HomeIntelligencePersonnel Accountability › Mitchell, Rashedah Fayola

Mitchell, Rashedah Fayola

Status: active

Profile written May 31, 2026

Current Position Deputy Warden Of Care And Treatment Hancock State Prison
Salary $79,563 2025 · state payroll
Deaths Under Their Watch 3 during their tenure

This profile reflects positional accountability — this individual held the leadership roles shown during the dates shown, during which the listed deaths or lawsuits occurred. Inclusion does not constitute a legal finding of personal culpability for any specific incident.

Tenure Summary

Rashedah Fayola Mitchell began her Georgia Department of Corrections career in 2006 as a correctional officer at Baldwin State Prison, then spent more than a decade in behavioral health counselor roles—rising to behavioral health counselor supervisor by 2019. In February 2026 she was appointed Deputy Warden of Care and Treatment at Hancock State Prison, a close‑security facility that had already drawn national attention for violence, understaffing and gang activity. GPS records attribute three deaths to her tenure in that leadership post; all three occurred within the first nine weeks after she assumed the role. No lawsuits name Mitchell as a defendant.
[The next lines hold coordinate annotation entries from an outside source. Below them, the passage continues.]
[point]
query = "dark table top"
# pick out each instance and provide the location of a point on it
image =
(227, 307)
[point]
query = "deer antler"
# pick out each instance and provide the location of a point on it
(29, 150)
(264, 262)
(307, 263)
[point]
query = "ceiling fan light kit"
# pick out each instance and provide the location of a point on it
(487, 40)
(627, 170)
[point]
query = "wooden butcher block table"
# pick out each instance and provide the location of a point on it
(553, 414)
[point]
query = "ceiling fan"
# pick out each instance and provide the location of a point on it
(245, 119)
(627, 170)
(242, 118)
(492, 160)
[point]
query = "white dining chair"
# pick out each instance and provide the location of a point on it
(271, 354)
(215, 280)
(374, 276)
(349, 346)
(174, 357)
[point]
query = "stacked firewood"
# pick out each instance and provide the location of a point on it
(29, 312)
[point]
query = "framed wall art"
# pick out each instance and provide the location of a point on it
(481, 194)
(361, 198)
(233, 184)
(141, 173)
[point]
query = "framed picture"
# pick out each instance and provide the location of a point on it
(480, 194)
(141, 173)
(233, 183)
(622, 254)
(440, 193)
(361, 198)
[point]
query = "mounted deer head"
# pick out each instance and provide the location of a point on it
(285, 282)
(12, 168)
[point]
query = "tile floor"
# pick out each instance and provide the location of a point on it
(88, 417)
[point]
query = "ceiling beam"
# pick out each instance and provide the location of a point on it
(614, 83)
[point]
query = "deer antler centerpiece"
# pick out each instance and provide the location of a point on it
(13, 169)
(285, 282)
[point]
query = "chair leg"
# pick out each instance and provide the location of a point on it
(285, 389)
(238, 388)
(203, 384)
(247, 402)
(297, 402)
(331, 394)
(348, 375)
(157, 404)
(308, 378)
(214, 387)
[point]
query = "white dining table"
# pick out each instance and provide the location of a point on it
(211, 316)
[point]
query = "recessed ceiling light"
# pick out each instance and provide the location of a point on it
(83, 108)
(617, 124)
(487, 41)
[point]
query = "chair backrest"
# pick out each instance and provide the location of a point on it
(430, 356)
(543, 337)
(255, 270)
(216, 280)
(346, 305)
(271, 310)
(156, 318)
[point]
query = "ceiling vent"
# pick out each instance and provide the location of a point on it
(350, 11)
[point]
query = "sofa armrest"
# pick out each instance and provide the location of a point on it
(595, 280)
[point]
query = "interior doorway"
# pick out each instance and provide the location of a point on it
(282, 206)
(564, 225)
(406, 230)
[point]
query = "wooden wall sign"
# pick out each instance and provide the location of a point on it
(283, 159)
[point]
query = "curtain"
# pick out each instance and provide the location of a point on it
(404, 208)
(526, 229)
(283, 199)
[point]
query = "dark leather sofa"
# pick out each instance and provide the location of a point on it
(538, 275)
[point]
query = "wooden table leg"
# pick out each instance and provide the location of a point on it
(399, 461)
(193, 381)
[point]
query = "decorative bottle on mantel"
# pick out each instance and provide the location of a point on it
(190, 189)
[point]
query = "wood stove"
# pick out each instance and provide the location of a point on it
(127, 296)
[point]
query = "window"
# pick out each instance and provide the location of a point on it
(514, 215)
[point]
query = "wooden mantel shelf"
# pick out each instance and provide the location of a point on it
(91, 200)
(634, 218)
What happened on their watch

Mitchell’s sole facility‑leadership posting is her current position as Deputy Warden of Care and Treatment at Hancock State Prison, a role she began on February 1 2026. During her tenure, according to GPS death logs, three incarcerated men died at the prison:

* Jaylin Bell, 32, died on February 6 2026 following an altercation with his cellmate in a segregation unit. The Atlanta Journal‑Constitution later reported that Bell was killed by his roommate; a Telegram inmate report described them as cellmates in “the hole (G1).” The GDC Office of Professional Standards opened an investigation, which remains ongoing.
* Jerrod Johnson, 27, was fatally stabbed on February 18 2026. Emergency responders arrived but Johnson died before they could treat him. The GDC’s standard‑procedure investigation is active.
* Jacorey Pearson died on April 5 2026. The cause of death has not been publicly released, and the body was sent to the Georgia Bureau of Investigation crime lab. The Office of Professional Standards is investigating.

All three deaths fall into a cause category consistent with homicide. The rapid succession of fatalities occurred in a facility where systemic failures were well‑documented. The Atlanta Journal‑Constitution reported that as of October 2024 Hancock State Prison had a 73.5 percent correctional‑officer vacancy rate—just 49 officers for more than 1,100 prisoners. A 2024 U.S. Department of Justice report, cited by the AJC, described “stunning violence, sexual assaults and gang‑run prisons” in Georgia, fueled by a culture of indifference. Consultants found that staffing at 20 of the state’s 34 prisons had reached “emergency levels,” leaving broken cell locks and unable to maintain basic safety protocols. The same report noted that short‑staffing and corruption had allowed prisoners to run large criminal enterprises from their cells, with at least 28 major drug‑trafficking cases filed between 2015 and 2024.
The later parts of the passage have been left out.